But an “honest accounting” of Obama’s promises would point out that Obama did not request $83.4 billion in the fiscal 2010 budget proposal he submitted on February 26. Here’s what he wrote: “To address the costs of military operations in Iraq and Afghanistan, the Administration requests $75.5 billion for the remainder of 2009.”
That means his current request represents an increase of nearly $8 billion — more than 10 percent — in a time span of just six weeks. That’s much more than a $1 billion-per-week increase.
And this $7.9 billion increase is on top of the Obama administration’s four percent increase in ordinary military spending in his fiscal 2010 budget proposal. The Obama budget proposal’s military spending increases were attacked recently as “cuts” by neo-conservative former-Bush-officials-turned-pundits and sympathetic sections of the mass media. After playing a montage of news organs who parroted the “huge cut” line on his Comedy Central “Daily Show” on April 7, comedian/host Jon Stewart asked: “On what planet is a four percent spending increase a ‘huge cut?’”

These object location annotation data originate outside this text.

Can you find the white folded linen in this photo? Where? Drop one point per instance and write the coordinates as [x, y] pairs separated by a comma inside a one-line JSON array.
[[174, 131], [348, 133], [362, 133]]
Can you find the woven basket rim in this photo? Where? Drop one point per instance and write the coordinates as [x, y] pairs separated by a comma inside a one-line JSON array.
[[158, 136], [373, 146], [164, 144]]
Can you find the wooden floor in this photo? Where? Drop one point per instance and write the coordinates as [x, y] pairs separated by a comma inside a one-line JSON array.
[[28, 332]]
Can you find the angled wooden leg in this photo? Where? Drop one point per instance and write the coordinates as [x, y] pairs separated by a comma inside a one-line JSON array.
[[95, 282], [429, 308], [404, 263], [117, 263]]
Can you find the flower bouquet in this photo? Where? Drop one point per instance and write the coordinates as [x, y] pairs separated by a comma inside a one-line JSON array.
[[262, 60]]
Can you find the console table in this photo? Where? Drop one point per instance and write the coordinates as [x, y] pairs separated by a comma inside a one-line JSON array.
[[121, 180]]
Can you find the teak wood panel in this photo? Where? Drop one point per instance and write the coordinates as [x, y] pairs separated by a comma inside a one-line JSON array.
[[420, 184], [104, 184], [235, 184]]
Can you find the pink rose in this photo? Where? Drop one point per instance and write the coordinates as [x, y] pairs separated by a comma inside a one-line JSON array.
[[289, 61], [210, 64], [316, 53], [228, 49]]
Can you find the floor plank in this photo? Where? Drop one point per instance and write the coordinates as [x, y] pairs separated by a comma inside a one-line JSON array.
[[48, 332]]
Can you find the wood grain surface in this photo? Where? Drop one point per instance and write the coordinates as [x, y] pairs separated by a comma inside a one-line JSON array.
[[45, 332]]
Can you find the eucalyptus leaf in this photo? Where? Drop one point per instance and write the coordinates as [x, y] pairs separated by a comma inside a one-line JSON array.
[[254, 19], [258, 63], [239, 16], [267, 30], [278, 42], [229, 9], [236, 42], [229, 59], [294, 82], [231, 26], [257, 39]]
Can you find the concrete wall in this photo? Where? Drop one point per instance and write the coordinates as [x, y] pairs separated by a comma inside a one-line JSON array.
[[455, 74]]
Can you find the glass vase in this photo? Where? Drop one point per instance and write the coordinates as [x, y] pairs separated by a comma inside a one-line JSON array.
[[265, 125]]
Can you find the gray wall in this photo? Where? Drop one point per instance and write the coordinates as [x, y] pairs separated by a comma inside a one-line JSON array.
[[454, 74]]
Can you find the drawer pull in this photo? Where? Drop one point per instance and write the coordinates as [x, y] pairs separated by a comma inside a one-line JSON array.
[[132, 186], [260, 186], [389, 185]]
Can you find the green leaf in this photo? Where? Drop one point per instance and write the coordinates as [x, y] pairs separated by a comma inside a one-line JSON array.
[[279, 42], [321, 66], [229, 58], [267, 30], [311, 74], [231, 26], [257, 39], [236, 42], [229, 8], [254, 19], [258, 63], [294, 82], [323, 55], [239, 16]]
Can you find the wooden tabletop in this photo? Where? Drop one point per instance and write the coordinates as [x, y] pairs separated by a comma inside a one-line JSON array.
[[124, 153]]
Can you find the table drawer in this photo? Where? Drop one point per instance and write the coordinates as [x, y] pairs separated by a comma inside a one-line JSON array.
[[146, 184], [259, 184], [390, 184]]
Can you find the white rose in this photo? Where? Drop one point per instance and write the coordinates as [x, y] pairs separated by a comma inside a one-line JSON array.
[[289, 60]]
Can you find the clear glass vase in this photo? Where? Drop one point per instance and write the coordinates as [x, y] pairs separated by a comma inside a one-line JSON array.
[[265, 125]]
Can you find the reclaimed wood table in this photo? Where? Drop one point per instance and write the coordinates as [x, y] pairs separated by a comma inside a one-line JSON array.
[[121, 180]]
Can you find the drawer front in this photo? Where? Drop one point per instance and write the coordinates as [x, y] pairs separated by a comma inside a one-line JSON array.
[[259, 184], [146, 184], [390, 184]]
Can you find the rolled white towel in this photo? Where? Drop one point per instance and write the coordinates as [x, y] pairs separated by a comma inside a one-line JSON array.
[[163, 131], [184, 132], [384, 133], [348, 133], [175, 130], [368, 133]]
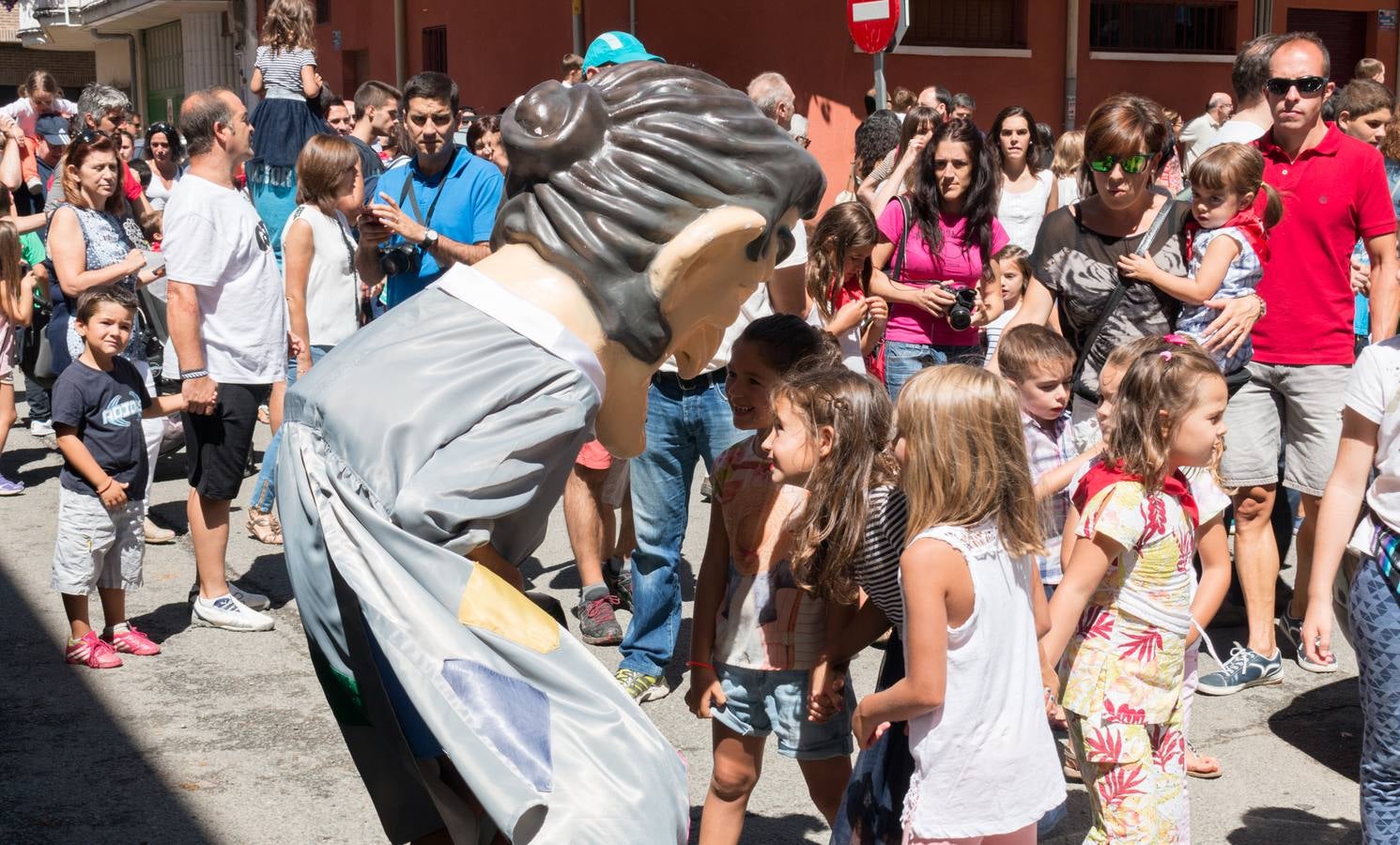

It’s a good question. But it reveals that while Jon Stewart is a funny guy, he doesn’t understand how Washington and its compliant press accounts for government spending “cuts.”
A good way to explain Washington spending “cuts” is to provide an example from a family budget. Let’s say you plan on a family vacation this summer and that last year you spent $3,000 you had saved for your family vacation. This year, you believe you can save and spend $10,000 and that’s what you plan. But a little later you realize you can only afford $4,000, and that’s what you actually spend. In the real world, that’s a $1,000 increase. But in Washington it’s a $6,000 “cut” from your plan.
And it’s this kind of “thinking” that enables neo-conservative warmongers and like-minded people in the press to say that Obama’s spending increases are “cuts.” They’d like to both send more U.S. soldiers abroad into unnecessary wars (as Obama is doing) and fund increases in expensive high-tech weapons programs. But because Obama is only increasing the number of soldiers going off to fight unnecessary wars in nations other than Iraq, neo-conservatives call this a “huge cut.”
Obama is not the peace president. He’s not even close. He’s bringing more foreign wars to the United States military, along with more foreign military deployments and a larger overall military manpower to fight those wars. But he’s not quite as lavish on funding for the military-industrial complex as the very worst neo-con elements of the former Bush administration would like.
The Wall Street Journal noted on April 9 that Obama’s recent actions for more war could alienate leftists who had backed him for president as the peace candidate. They should be alienated. All Americans, particularly constitutionalist-conservatives who support peace and freedom, should oppose more unnecessary war.